From d2166b3e74550ca67ec9c48cfe500e115a2d05b8 Mon Sep 17 00:00:00 2001
From: Patrice Bechard <patrice.bechard@servicenow.com>
Date: Wed, 10 Sep 2025 13:18:28 -0400
Subject: [PATCH 04/11] move HintsSource to separate hinting file

---
 .../agents/tool_use_agent/tool_use_agent.py   | 174 +---------------
 src/agentlab/utils/__init__.py                |   0
 src/agentlab/utils/hinting.py                 | 189 ++++++++++++++++++
 3 files changed, 190 insertions(+), 173 deletions(-)
 create mode 100644 src/agentlab/utils/__init__.py
 create mode 100644 src/agentlab/utils/hinting.py

diff --git a/src/agentlab/agents/tool_use_agent/tool_use_agent.py b/src/agentlab/agents/tool_use_agent/tool_use_agent.py
index bd200da3..c17b5c23 100644
--- a/src/agentlab/agents/tool_use_agent/tool_use_agent.py
+++ b/src/agentlab/agents/tool_use_agent/tool_use_agent.py
@@ -41,6 +41,7 @@
     ToolCalls,
 )
 from agentlab.llm.tracking import cost_tracker_decorator
+from agentlab.utils.hinting import HintsSource
 
 logger = logging.getLogger(__name__)
 
@@ -349,179 +350,6 @@ def apply(self, llm, discussion: StructuredDiscussion, task_name: str) -> dict:
             discussion.append(msg)
 
 
-class HintsSource:
-    def __init__(
-        self,
-        hint_db_path: str,
-        hint_retrieval_mode: Literal["direct", "llm", "emb"] = "direct",
-        skip_hints_for_current_task: bool = False,
-        top_n: int = 4,
-        embedder_model: str = "Qwen/Qwen3-Embedding-0.6B",
-        embedder_server: str = "http://localhost:5000",
-        llm_prompt: str = """We're choosing hints to help solve the following task:\n{goal}.\n
-You need to choose the most relevant hints topic from the following list:\n\nHint topics:\n{topics}\n
-Choose hint topic for the task and return only its number, e.g. 1. If you don't know the answer, return -1.""",
-    ) -> None:
-        self.hint_db_path = hint_db_path
-        self.hint_retrieval_mode = hint_retrieval_mode
-        self.skip_hints_for_current_task = skip_hints_for_current_task
-        self.top_n = top_n
-        self.embedder_model = embedder_model
-        self.embedder_server = embedder_server
-        self.llm_prompt = llm_prompt
-
-        if Path(hint_db_path).is_absolute():
-            self.hint_db_path = Path(hint_db_path).as_posix()
-        else:
-            self.hint_db_path = (Path(__file__).parent / self.hint_db_path).as_posix()

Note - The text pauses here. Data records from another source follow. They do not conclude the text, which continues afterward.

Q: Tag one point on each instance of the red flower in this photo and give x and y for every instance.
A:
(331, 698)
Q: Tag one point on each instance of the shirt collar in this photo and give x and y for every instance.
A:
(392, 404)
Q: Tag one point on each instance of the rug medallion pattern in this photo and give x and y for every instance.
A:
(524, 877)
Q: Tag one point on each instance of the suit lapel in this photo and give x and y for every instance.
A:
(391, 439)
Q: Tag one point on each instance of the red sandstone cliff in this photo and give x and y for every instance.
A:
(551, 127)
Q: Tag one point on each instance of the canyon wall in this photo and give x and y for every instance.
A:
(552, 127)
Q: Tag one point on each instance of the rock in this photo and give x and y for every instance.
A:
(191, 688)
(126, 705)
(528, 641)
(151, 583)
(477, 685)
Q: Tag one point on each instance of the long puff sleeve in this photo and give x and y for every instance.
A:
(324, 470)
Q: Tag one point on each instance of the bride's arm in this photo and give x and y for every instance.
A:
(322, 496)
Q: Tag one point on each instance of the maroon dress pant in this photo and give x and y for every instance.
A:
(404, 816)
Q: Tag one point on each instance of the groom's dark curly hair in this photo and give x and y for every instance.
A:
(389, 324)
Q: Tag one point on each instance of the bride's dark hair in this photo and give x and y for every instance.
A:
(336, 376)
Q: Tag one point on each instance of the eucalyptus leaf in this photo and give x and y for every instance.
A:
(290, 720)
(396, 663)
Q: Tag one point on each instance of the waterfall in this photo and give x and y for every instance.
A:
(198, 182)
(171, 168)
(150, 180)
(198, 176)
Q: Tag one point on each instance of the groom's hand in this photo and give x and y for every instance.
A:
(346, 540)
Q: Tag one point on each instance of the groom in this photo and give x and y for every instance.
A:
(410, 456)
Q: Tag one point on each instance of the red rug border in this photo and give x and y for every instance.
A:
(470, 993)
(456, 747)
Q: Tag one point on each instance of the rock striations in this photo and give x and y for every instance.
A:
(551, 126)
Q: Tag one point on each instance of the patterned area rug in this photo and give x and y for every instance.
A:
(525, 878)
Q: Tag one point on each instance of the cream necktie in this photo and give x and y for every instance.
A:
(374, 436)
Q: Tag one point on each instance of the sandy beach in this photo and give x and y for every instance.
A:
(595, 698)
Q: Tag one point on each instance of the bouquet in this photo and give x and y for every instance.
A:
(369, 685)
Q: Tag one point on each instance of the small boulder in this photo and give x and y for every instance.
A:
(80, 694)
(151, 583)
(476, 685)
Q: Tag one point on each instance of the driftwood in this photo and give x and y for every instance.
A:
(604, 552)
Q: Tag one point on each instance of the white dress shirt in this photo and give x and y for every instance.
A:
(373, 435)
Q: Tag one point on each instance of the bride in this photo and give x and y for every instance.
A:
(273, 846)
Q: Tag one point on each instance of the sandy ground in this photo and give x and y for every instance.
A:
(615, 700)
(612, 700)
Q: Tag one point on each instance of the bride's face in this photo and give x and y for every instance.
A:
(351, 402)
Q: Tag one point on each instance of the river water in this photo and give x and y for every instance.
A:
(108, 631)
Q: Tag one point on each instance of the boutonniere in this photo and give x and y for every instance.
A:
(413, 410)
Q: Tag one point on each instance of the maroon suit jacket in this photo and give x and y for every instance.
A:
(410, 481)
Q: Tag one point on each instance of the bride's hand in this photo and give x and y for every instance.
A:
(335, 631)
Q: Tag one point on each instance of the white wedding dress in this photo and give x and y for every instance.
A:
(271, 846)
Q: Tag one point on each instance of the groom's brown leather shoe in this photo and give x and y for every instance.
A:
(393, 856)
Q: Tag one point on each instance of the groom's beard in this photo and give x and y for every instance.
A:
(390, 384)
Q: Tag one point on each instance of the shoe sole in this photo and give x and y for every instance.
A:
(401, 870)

-        self.hint_db = pd.read_csv(self.hint_db_path, header=0, index_col=None, dtype=str)
-        logger.info(f"Loaded {len(self.hint_db)} hints from database {self.hint_db_path}")

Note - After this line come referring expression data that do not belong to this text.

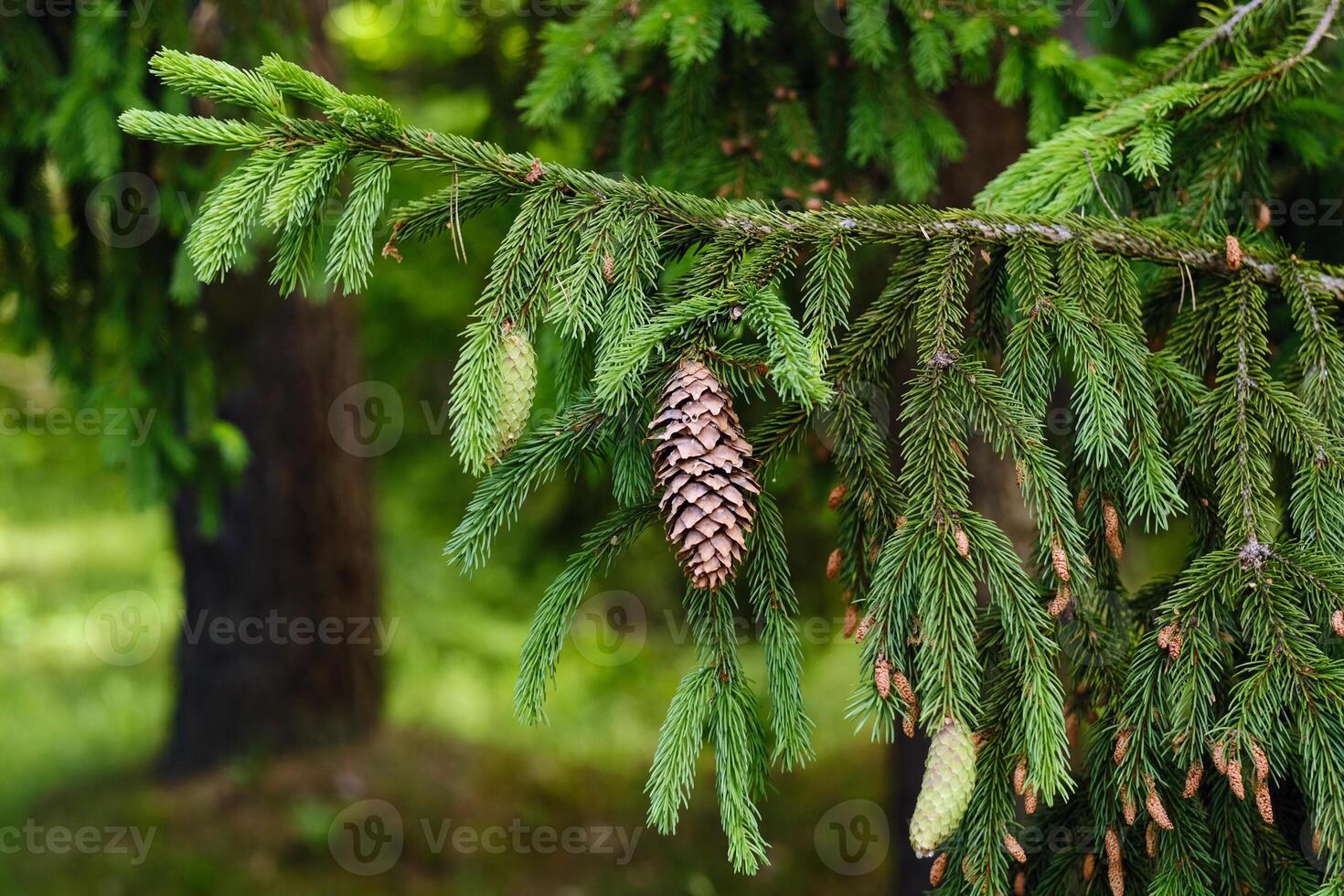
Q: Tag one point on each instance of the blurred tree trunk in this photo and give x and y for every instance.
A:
(995, 139)
(293, 549)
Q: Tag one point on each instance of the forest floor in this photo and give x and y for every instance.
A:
(80, 815)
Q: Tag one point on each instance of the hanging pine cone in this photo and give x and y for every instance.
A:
(949, 778)
(517, 384)
(703, 466)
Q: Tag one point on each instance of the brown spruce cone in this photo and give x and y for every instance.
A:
(703, 466)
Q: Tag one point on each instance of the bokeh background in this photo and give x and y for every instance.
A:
(91, 539)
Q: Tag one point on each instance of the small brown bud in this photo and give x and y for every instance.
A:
(1123, 744)
(1263, 802)
(1062, 600)
(1192, 776)
(1260, 761)
(1164, 635)
(1112, 518)
(1155, 807)
(1221, 756)
(1234, 779)
(882, 677)
(851, 620)
(1060, 559)
(1115, 872)
(1174, 647)
(906, 692)
(940, 868)
(834, 563)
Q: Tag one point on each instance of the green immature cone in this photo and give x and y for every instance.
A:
(949, 778)
(517, 386)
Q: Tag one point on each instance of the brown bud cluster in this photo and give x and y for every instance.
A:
(940, 868)
(1123, 744)
(1060, 559)
(1260, 761)
(1194, 775)
(1112, 518)
(1115, 870)
(1155, 807)
(1263, 802)
(1128, 806)
(864, 627)
(1062, 600)
(1221, 756)
(882, 677)
(834, 563)
(963, 541)
(1234, 779)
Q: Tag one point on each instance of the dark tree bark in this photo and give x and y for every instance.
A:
(294, 549)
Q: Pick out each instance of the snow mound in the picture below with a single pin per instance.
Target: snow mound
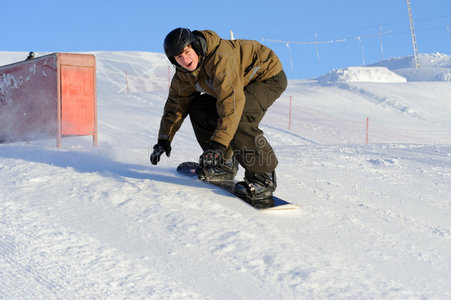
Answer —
(361, 74)
(433, 67)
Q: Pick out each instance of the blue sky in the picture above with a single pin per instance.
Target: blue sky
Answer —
(75, 26)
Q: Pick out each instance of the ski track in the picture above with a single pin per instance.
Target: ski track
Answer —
(101, 223)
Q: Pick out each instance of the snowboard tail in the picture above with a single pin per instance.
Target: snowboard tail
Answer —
(189, 169)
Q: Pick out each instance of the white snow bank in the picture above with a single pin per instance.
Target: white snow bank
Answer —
(362, 74)
(432, 67)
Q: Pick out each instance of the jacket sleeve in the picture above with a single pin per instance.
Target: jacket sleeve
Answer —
(230, 99)
(181, 93)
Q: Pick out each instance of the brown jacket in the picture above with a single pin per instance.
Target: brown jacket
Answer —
(225, 69)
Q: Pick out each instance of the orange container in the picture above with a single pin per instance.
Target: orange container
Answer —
(49, 96)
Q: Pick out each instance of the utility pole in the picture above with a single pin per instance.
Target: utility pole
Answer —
(412, 33)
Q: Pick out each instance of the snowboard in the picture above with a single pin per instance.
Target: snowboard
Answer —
(189, 169)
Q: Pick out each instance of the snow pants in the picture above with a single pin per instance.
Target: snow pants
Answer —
(249, 147)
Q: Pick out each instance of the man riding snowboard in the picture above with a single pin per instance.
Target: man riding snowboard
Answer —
(225, 86)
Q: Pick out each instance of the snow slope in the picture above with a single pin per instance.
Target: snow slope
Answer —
(102, 223)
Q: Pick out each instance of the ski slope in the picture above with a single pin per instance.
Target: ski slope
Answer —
(375, 220)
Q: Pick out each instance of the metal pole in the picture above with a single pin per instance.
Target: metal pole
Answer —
(412, 32)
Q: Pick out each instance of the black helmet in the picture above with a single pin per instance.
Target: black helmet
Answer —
(177, 40)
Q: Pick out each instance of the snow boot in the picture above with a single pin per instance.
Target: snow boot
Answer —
(258, 189)
(226, 171)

-        if self.hint_retrieval_mode == "emb":
-            self.load_hint_vectors()
-
-    def load_hint_vectors(self):
-        self.uniq_hints = self.hint_db.drop_duplicates(subset=["hint"], keep="first")
-        logger.info(
-            f"Encoding {len(self.uniq_hints)} unique hints with semantic keys using {self.embedder_model} model."
-        )
-        hints = self.uniq_hints["hint"].tolist()

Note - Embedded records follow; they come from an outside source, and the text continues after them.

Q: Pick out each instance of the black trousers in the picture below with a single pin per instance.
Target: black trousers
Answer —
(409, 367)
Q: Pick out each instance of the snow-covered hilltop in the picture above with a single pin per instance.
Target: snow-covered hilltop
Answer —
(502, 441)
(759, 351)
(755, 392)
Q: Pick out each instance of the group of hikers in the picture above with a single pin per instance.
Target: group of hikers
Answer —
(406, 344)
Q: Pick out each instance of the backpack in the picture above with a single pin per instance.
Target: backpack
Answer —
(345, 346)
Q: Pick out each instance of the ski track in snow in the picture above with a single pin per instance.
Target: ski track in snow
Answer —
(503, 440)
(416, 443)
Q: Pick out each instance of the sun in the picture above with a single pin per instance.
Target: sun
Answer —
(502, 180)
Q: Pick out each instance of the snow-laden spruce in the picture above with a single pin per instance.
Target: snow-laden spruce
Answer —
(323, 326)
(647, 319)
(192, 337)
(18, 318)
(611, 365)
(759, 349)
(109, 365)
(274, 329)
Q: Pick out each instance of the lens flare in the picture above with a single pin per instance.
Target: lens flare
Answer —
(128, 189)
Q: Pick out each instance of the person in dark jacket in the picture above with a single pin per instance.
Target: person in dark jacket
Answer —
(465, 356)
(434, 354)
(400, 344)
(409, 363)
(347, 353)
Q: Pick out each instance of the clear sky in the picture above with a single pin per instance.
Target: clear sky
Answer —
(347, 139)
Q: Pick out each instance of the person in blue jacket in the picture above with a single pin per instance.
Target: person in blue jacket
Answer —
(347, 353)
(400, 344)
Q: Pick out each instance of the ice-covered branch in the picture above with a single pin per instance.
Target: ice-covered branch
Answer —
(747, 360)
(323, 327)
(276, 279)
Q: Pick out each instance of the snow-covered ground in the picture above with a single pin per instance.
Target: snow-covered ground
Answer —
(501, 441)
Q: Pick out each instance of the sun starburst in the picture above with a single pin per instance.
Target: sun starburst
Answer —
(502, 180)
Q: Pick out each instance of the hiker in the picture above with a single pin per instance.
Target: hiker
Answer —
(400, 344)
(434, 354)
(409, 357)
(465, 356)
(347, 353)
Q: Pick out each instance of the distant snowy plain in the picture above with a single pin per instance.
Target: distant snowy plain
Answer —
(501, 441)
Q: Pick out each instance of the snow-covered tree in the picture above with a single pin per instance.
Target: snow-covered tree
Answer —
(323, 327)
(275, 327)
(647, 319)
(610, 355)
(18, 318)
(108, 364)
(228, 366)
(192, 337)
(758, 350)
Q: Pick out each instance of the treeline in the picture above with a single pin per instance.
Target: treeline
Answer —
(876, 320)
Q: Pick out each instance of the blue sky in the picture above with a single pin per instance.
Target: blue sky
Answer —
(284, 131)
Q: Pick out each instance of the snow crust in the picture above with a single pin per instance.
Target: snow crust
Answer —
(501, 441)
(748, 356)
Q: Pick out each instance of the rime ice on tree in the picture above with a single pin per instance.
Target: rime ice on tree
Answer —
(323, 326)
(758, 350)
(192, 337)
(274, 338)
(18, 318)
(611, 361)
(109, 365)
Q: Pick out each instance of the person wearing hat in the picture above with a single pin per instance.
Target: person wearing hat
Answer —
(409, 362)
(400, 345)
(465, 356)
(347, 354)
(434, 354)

-        semantic_keys = self.uniq_hints["semantic_keys"].tolist()
-        lines = [f"{k}: {h}" for h, k in zip(hints, semantic_keys)]
-        emb_path = f"{self.hint_db_path}.embs.npy"
-        assert os.path.exists(emb_path), f"Embedding file not found: {emb_path}"
-        logger.info(f"Loading hint embeddings from: {emb_path}")
-        emb_dict = np.load(emb_path, allow_pickle=True).item()
-        self.hint_embeddings = np.array([emb_dict[k] for k in lines])
-        logger.info(f"Loaded hint embeddings shape: {self.hint_embeddings.shape}")
-
-    def choose_hints(self, llm, task_name: str, goal: str) -> list[str]:
-        """Choose hints based on the task name."""
-        logger.info(
-            f"Choosing hints for task: {task_name}, goal: {goal} from db: {self.hint_db_path} using mode: {self.hint_retrieval_mode}"
-        )
-        if self.hint_retrieval_mode == "llm":
-            return self.choose_hints_llm(llm, goal, task_name)
-        elif self.hint_retrieval_mode == "direct":
-            return self.choose_hints_direct(task_name)
-        elif self.hint_retrieval_mode == "emb":
-            return self.choose_hints_emb(goal, task_name)
-        else:
-            raise ValueError(f"Unknown hint retrieval mode: {self.hint_retrieval_mode}")
-
-    def choose_hints_llm(self, llm, goal: str, task_name: str) -> list[str]:
-        """Choose hints using LLM to filter the hints."""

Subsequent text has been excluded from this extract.